We had a car-crash interview from Eric Pickles, in which the communities minister struggled to explain the Tories' new paid volunteering scheme.
And somewhere near Bolton, David Cameron drove one schoolchild to what appeared to be extreme election fatigue.
5. Greece cosied up to Russia – and Europe didn't like it.
In another attempt to head off its looming debt obligations, Greek Prime Minister Alexis Tsipras met with Russian President Vladimir Putin. Tsipras noted that Greece was allowed to choose its own allies – but he will have won no fans in the EU.
Just days later it transpired that secret plans were being drawn up to kick Greece out of the Eurozone.
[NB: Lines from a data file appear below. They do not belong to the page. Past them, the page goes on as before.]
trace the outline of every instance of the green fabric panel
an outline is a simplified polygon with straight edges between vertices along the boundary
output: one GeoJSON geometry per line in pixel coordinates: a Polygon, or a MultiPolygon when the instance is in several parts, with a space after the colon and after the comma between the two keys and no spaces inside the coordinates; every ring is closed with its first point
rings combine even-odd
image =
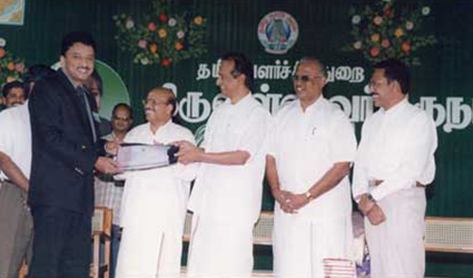
{"type": "MultiPolygon", "coordinates": [[[[174,0],[170,13],[198,12],[208,19],[208,52],[197,59],[181,61],[169,68],[140,66],[132,57],[118,49],[115,40],[114,14],[131,14],[136,23],[150,14],[148,0],[27,0],[24,24],[1,26],[0,37],[7,48],[23,57],[27,66],[52,64],[58,61],[62,34],[71,30],[87,30],[97,40],[97,58],[111,66],[124,79],[135,110],[135,125],[144,121],[141,99],[147,91],[164,82],[178,87],[178,99],[189,91],[204,92],[213,100],[218,93],[215,79],[197,80],[199,63],[213,63],[226,51],[243,51],[256,64],[274,64],[276,59],[294,63],[304,54],[322,58],[328,66],[363,67],[368,79],[372,70],[363,56],[341,51],[351,41],[352,7],[362,8],[371,0],[174,0]],[[290,13],[298,22],[299,39],[295,47],[283,56],[268,54],[257,38],[259,20],[272,11],[290,13]]],[[[398,1],[414,9],[413,1],[398,1]]],[[[411,98],[436,97],[437,103],[449,98],[464,98],[470,109],[473,105],[473,1],[431,0],[422,3],[431,7],[425,21],[426,32],[435,34],[438,42],[421,52],[422,67],[412,69],[413,88],[411,98]]],[[[325,89],[326,97],[364,96],[363,83],[332,82],[325,89]]],[[[289,80],[256,80],[256,91],[267,83],[270,92],[292,92],[289,80]]],[[[449,112],[449,111],[447,111],[449,112]]],[[[184,122],[194,131],[204,123],[184,122]]],[[[359,139],[362,123],[355,128],[359,139]]],[[[464,129],[446,132],[437,128],[437,175],[428,189],[428,216],[473,217],[473,129],[471,122],[464,129]]],[[[263,209],[273,209],[273,198],[265,186],[263,209]]],[[[257,267],[269,268],[270,250],[258,250],[257,267]]],[[[472,256],[428,255],[427,276],[473,276],[472,256]]]]}

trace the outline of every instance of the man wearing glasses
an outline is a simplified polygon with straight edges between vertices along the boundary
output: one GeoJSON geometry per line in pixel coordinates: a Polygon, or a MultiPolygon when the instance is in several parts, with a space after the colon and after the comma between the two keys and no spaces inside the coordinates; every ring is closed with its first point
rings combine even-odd
{"type": "Polygon", "coordinates": [[[293,77],[297,100],[274,118],[266,177],[276,200],[275,277],[324,277],[324,258],[352,256],[348,172],[356,138],[344,112],[322,95],[322,62],[304,58],[293,77]]]}
{"type": "Polygon", "coordinates": [[[374,68],[369,90],[380,109],[363,125],[353,197],[366,216],[371,277],[421,278],[425,186],[435,176],[435,123],[408,102],[404,63],[390,59],[374,68]]]}
{"type": "Polygon", "coordinates": [[[217,86],[227,100],[210,116],[201,148],[179,142],[179,161],[200,162],[189,200],[189,278],[252,277],[270,119],[250,92],[253,77],[243,53],[225,54],[217,86]]]}
{"type": "MultiPolygon", "coordinates": [[[[125,137],[129,143],[169,145],[194,136],[173,122],[176,96],[155,88],[144,100],[148,122],[125,137]]],[[[118,254],[117,278],[179,277],[183,232],[190,181],[197,163],[125,172],[120,226],[124,228],[118,254]]]]}

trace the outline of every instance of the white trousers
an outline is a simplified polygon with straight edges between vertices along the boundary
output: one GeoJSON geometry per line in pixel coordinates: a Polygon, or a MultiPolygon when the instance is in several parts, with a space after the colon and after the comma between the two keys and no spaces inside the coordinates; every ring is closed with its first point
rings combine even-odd
{"type": "Polygon", "coordinates": [[[311,221],[296,215],[275,218],[274,272],[277,278],[324,278],[324,258],[352,259],[352,217],[311,221]]]}
{"type": "Polygon", "coordinates": [[[121,235],[116,278],[178,278],[183,234],[126,227],[121,235]]]}
{"type": "Polygon", "coordinates": [[[372,278],[423,278],[425,190],[405,189],[377,202],[386,221],[365,219],[372,278]]]}
{"type": "Polygon", "coordinates": [[[220,224],[193,217],[188,278],[249,278],[253,224],[220,224]]]}

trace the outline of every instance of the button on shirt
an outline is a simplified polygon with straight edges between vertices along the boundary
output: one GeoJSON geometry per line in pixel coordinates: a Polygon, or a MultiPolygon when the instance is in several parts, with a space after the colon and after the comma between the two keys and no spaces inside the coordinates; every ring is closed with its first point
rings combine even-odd
{"type": "Polygon", "coordinates": [[[431,116],[411,105],[407,98],[387,111],[381,108],[363,125],[355,161],[353,196],[371,192],[380,200],[416,181],[428,185],[435,177],[437,147],[431,116]],[[369,180],[383,180],[369,187],[369,180]]]}
{"type": "MultiPolygon", "coordinates": [[[[337,162],[354,161],[356,138],[343,111],[319,97],[303,111],[300,102],[284,107],[274,118],[268,153],[276,159],[283,190],[306,192],[337,162]]],[[[276,206],[276,210],[280,210],[276,206]]],[[[327,219],[351,214],[349,180],[298,210],[299,216],[327,219]]],[[[279,211],[280,212],[280,211],[279,211]]]]}
{"type": "MultiPolygon", "coordinates": [[[[4,152],[29,178],[31,169],[31,125],[28,101],[0,112],[0,151],[4,152]]],[[[8,179],[1,172],[1,179],[8,179]]],[[[1,186],[1,185],[0,185],[1,186]]]]}
{"type": "Polygon", "coordinates": [[[201,163],[189,209],[218,222],[254,221],[262,203],[265,140],[269,112],[248,95],[237,103],[221,103],[207,122],[206,152],[248,151],[245,165],[201,163]]]}

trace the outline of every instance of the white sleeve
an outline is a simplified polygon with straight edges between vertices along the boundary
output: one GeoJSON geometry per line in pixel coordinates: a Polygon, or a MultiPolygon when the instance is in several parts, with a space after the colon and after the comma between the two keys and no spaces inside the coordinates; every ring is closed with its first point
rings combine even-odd
{"type": "Polygon", "coordinates": [[[337,162],[353,162],[356,155],[356,137],[353,125],[341,112],[336,115],[329,143],[332,159],[337,162]]]}
{"type": "MultiPolygon", "coordinates": [[[[9,108],[12,109],[12,108],[9,108]]],[[[0,113],[0,151],[11,157],[11,151],[13,148],[12,142],[14,139],[14,127],[13,119],[11,119],[11,113],[8,110],[4,110],[0,113]]]]}
{"type": "MultiPolygon", "coordinates": [[[[194,135],[188,130],[184,130],[180,137],[181,138],[179,138],[179,140],[186,140],[191,143],[196,143],[194,135]]],[[[189,165],[183,165],[180,162],[177,162],[173,167],[173,171],[174,171],[174,175],[178,177],[179,179],[184,181],[191,181],[196,178],[199,166],[200,166],[199,162],[194,162],[189,165]]]]}
{"type": "Polygon", "coordinates": [[[402,189],[413,188],[416,181],[422,181],[424,171],[428,170],[434,159],[437,145],[436,128],[433,120],[422,113],[422,117],[414,119],[408,129],[410,140],[406,141],[403,150],[403,159],[398,168],[383,182],[371,191],[374,199],[381,200],[384,197],[402,189]]]}
{"type": "Polygon", "coordinates": [[[356,151],[355,166],[353,170],[352,193],[356,202],[359,196],[368,191],[367,161],[366,161],[366,141],[369,133],[369,122],[365,121],[362,128],[362,140],[356,151]]]}
{"type": "Polygon", "coordinates": [[[269,130],[270,116],[263,109],[255,109],[248,116],[248,125],[243,131],[242,139],[237,146],[238,150],[248,151],[250,159],[263,150],[266,152],[267,137],[269,130]]]}

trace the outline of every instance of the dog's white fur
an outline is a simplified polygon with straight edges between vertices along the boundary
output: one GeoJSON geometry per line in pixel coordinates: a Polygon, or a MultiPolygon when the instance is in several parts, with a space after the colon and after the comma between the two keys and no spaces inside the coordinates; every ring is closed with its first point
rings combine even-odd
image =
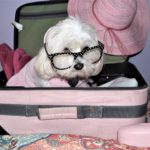
{"type": "MultiPolygon", "coordinates": [[[[51,27],[44,36],[49,54],[65,52],[68,48],[71,52],[81,52],[86,46],[92,47],[98,44],[95,30],[80,19],[69,17],[51,27]]],[[[74,64],[82,62],[84,67],[76,70],[74,64],[66,70],[57,70],[51,65],[44,47],[36,56],[35,71],[38,75],[37,86],[50,86],[49,80],[53,77],[73,78],[81,77],[87,79],[92,75],[97,75],[103,66],[103,58],[96,64],[91,64],[82,57],[78,57],[74,64]]],[[[65,60],[68,61],[68,60],[65,60]]],[[[62,63],[65,63],[62,62],[62,63]]]]}

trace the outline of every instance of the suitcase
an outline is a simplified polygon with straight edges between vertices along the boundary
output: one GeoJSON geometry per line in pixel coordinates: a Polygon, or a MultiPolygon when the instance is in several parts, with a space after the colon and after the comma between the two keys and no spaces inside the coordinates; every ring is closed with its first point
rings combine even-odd
{"type": "MultiPolygon", "coordinates": [[[[23,30],[14,29],[14,48],[36,55],[46,30],[67,17],[66,7],[67,0],[19,7],[15,20],[23,24],[23,30]]],[[[1,73],[0,126],[9,134],[46,132],[117,139],[121,127],[146,122],[148,85],[142,75],[124,56],[105,57],[102,72],[92,77],[98,85],[128,77],[135,78],[138,87],[5,87],[1,73]]]]}

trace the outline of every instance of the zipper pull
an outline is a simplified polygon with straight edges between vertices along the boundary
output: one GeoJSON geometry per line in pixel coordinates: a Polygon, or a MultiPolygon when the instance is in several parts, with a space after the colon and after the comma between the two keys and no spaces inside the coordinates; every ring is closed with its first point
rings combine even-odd
{"type": "Polygon", "coordinates": [[[12,22],[12,25],[13,25],[16,29],[18,29],[19,32],[23,30],[23,25],[22,25],[21,23],[18,23],[18,22],[16,22],[16,21],[13,21],[13,22],[12,22]]]}

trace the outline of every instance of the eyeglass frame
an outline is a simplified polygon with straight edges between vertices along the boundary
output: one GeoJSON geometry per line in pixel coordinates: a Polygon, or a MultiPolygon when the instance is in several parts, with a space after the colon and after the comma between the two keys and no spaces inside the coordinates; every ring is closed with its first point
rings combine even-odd
{"type": "Polygon", "coordinates": [[[98,41],[98,45],[92,46],[92,47],[88,47],[88,48],[86,48],[86,49],[83,49],[81,52],[76,52],[76,53],[64,52],[64,53],[53,53],[53,54],[49,54],[49,53],[48,53],[47,47],[46,47],[46,43],[44,43],[45,52],[46,52],[46,54],[47,54],[49,60],[51,61],[52,66],[53,66],[55,69],[57,69],[57,70],[66,70],[66,69],[71,68],[71,66],[69,66],[69,67],[67,67],[67,68],[62,68],[62,69],[56,67],[55,64],[54,64],[54,61],[53,61],[53,58],[54,58],[55,56],[67,54],[67,55],[72,55],[72,56],[74,57],[74,60],[76,60],[76,58],[77,58],[78,56],[83,57],[83,55],[84,55],[87,51],[90,51],[90,50],[95,49],[95,48],[99,48],[99,49],[100,49],[100,58],[99,58],[97,61],[95,61],[93,64],[99,62],[99,61],[101,60],[101,58],[102,58],[102,55],[103,55],[104,44],[101,43],[100,41],[98,41]]]}

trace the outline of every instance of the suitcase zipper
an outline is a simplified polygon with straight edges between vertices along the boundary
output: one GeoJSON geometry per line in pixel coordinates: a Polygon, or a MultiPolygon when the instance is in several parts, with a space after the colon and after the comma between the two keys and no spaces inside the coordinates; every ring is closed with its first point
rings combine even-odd
{"type": "Polygon", "coordinates": [[[41,19],[43,18],[48,18],[48,17],[63,17],[67,16],[67,12],[62,11],[62,12],[41,12],[41,13],[21,13],[20,18],[24,19],[41,19]]]}

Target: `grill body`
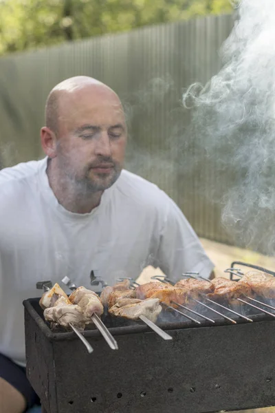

Tsipras' problems just won't go away.
Mulberry's turnaround plan is starting to bear fruit. The bag brand reported a vastly improved set of results this week, and we spoke to chairman Godfrey Davis – who until very recently was also de facto chief executive – about how he has weathered the storm of the last two years.
These two articles – which, taken together, make one long read – consider the impact the General Election will have on markets. The first looks at previous close-run elections to see what happened to the FTSE 100 30 days either side. The second considers which party has ruled over the best stock market performance.
And with all the talk of non-doms – and whether they are good, bad or ugly – we considered the impact any change to those laws might have on our economy, and what exactly those laws are in the first place.
If, like most of us here at City A.M., you think cheese is the best thing since the sliced bread it sits on then this Boing Boing article is for you. It turns out that not only is cheese delicious, it also changed the course of Western civilisation. And adult humans began eating it before they could consume milk.
Assuming you haven't reached peak Apple Watch by day two, this article from The Verge is worth a read. The team visited stores around the world to get a taste of Tim Cook's big hope and the general impression was one of being underwhelmed.
Lastly, with the battleground for streaming services rapidly being set, this infographic shows just how lucrative (or not) each platform is for musical acts by showing how many units must be sold, streamed or downloaded to earn a US monthly minimum wage. The issue with Spotify becomes instantly apparent.
One more thing
Don't forget it's the Boat Race this weekend – you can find the best places to watch (and drink) here.
And we're going to be glued to the Grand National later today. So will the bookies, but most will be hoping for a different result to us.